Comment by libraryofbabel
2 days ago
It helps if you have some basic linear algebra, for sure - matrices, vectors, etc. That's probably the most important thing. You don't need to know pytorch, which is introduced in the book as needed and in an appendix. If you want to really understand the chapters on pre-training and fine-tuning you'll need to know a bit of machine learning (like a basic grasp of loss functions and gradient descent and backpropagation - it's sort of explained in the book but I don't think I'd have understood it much without having trained basic neural networks before), but that is not required so much for the earlier chapters on the architecture, e.g. how the attention mechanism works with Q, K, V as discussed in this article.

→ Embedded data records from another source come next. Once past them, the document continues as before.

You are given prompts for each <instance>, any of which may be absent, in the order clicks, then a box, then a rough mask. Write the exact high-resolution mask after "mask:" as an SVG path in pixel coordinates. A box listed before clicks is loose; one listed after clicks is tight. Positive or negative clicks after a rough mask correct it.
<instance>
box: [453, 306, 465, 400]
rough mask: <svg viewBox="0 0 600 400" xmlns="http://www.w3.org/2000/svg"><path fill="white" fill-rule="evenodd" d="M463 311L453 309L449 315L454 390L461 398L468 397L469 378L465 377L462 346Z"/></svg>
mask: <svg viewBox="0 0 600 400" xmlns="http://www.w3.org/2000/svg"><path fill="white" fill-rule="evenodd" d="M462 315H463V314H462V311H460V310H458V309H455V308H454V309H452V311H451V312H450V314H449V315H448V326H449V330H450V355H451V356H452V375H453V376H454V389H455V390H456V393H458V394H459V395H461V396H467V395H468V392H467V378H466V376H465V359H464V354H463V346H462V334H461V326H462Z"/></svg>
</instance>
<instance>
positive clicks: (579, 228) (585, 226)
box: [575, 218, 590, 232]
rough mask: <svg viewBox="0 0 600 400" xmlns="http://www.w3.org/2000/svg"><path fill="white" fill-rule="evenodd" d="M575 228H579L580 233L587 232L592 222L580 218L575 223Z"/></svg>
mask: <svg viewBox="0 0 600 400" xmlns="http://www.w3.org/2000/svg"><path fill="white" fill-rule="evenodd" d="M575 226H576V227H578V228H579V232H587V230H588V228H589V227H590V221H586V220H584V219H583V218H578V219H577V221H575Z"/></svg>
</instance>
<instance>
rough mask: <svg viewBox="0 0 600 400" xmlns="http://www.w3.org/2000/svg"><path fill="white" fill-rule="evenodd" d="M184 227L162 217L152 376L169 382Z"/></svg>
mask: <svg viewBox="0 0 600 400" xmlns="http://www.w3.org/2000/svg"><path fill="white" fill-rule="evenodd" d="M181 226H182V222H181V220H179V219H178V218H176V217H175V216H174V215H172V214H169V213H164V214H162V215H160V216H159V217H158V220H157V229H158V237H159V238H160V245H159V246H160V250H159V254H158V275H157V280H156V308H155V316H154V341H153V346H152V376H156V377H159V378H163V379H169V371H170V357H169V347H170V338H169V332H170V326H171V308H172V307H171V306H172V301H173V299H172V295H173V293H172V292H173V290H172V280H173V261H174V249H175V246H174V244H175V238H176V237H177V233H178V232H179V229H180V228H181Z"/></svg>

The best part about it is seeing the code built up for the GPT-2 architecture in basic pytorch, and then loading in the real GPT-2 weights and they actually work! So it's great for learning but also quite realistic. It's LLM architecture from a few years ago (to keep it approachable), but Sebastian has some great more advanced material on modern LLM architectures (which aren't that different) on his website and in the github repo: e.g. he has a whole article on implementing the Qwen3 architecture from scratch.
> modern LLM architectures (which aren't that different) on his website and in the github repo: e.g. he has a whole article on implementing the Qwen3 architecture from scratch.

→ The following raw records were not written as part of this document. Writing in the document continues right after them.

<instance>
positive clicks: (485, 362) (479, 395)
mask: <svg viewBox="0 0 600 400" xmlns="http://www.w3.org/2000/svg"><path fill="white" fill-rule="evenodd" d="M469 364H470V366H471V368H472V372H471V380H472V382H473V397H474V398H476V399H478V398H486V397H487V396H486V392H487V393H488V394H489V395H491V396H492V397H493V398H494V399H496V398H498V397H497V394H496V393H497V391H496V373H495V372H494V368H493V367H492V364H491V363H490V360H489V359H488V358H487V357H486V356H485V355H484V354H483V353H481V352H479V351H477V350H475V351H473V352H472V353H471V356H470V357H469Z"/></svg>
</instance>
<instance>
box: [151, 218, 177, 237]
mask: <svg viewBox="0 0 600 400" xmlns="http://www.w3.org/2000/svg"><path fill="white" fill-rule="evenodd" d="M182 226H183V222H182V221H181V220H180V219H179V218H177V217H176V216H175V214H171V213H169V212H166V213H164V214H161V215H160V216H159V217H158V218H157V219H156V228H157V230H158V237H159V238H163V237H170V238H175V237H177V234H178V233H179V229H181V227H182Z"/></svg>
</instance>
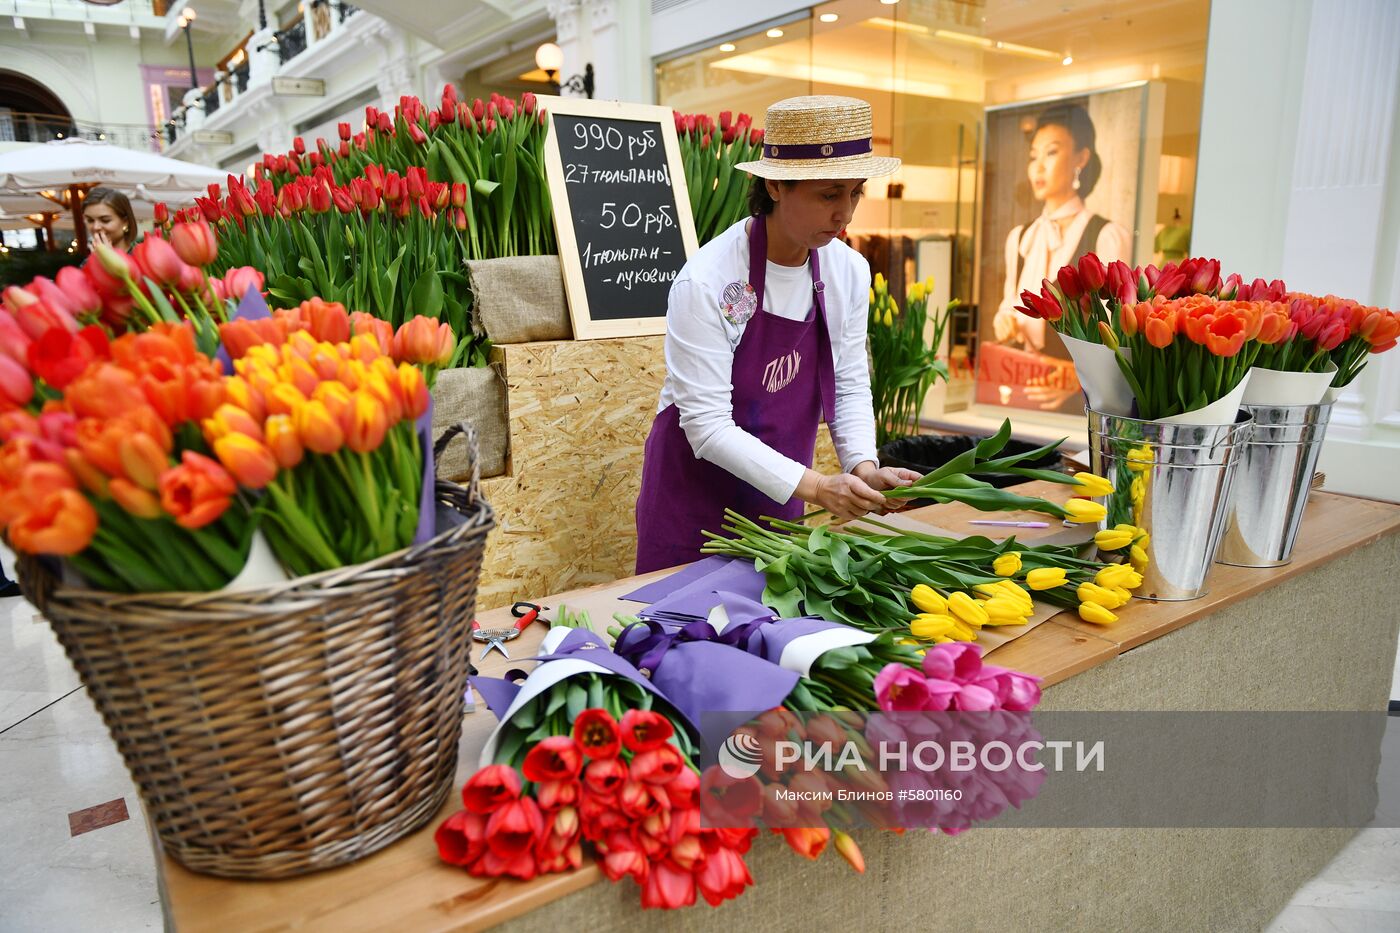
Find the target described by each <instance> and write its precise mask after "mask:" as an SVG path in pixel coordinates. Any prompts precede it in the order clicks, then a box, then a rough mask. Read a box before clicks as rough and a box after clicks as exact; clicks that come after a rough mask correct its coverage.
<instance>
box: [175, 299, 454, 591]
mask: <svg viewBox="0 0 1400 933" xmlns="http://www.w3.org/2000/svg"><path fill="white" fill-rule="evenodd" d="M221 332H223V338H224V346H225V347H227V349H228V353H230V357H232V360H234V370H235V375H232V377H230V380H228V387H227V388H228V401H227V402H225V403H224V405H221V406H220V408H218V409H217V410H216V412H214V413H213V416H211V417H209V419H207V420H204V422H203V429H204V438H206V440H207V443H209V444H210V447H211V448H213V451H214V455H216V457H217V458H218V461H220V462H221V464H223V465H224V466H225V468H227V469H228V472H230V474H231V475H232V476H234V478H235V479H237V481H238V483H239V485H241V486H244V488H245V489H248V490H260V492H262V493H263V497H262V502H260V503H259V506H258V513H259V516H260V517H263V518H265V521H263V525H262V527H263V531H265V534H266V535H267V538H269V542H270V544H272V548H273V552H274V553H276V555H277V558H279V559H280V560H281V562H283V565H284V566H286V567H287V569H288V570H290V572H291V573H293V574H294V576H302V574H308V573H315V572H318V570H329V569H333V567H343V566H349V565H354V563H361V562H364V560H370V559H374V558H378V556H381V555H385V553H391V552H393V551H398V549H400V548H406V546H409V545H410V544H413V539H414V537H416V534H417V531H419V521H420V507H421V497H423V489H424V455H426V454H424V448H423V441H421V437H420V433H419V429H417V426H416V422H417V419H419V417H420V416H423V413H424V412H426V410H427V408H428V380H427V378H426V375H424V370H423V368H420V366H426V367H428V374H431V373H433V370H434V367H435V366H440V364H441V363H442V361H444V360H447V359H449V357H451V356H452V349H454V340H452V333H451V329H449V328H448V325H445V324H437V322H435V321H433V319H431V318H423V317H417V318H413V319H410V321H407V322H406V324H405V325H403V326H402V328H399V332H398V333H392V336H391V333H389V328H388V324H386V322H384V321H379V319H377V318H374V317H371V315H367V314H363V312H360V314H356V315H349V314H346V310H344V308H343V307H340V305H339V304H330V303H325V301H321V300H319V298H314V300H311V301H307V303H304V304H302V305H300V307H298V308H295V310H281V311H279V312H277V314H276V315H273V317H270V318H263V319H262V321H242V319H239V321H232V322H228V324H224V325H223V326H221Z"/></svg>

This might be underselling it a little bit. The difference between GPT2 and Qwen3 is maybe, I don't know, ~20 lines of code difference if you write it well? The biggest difference is probably RoPE (which can be tricky to wrap your head around); the rest is pretty minor.
There’s Grouped Query Attention as well, a different activation function, and a bunch of not very interesting norms stuff. But yeah, you’re right - still very similar overall.
Thank you! Might get the book to see what I can learn from it, and see what gaps I have to research and learn more. Appreciate the detailed response.
Sure! I don't think the linear algebra pre-req is that hard if you do need to learn it, there's tons of material online to practice on and it's really just basic "apply this matrix to this vector" stuff. Most of what would be in even an undergrad intro to linear algebra course (inverting a matrix, determinants, whatever) is totally unnecessary.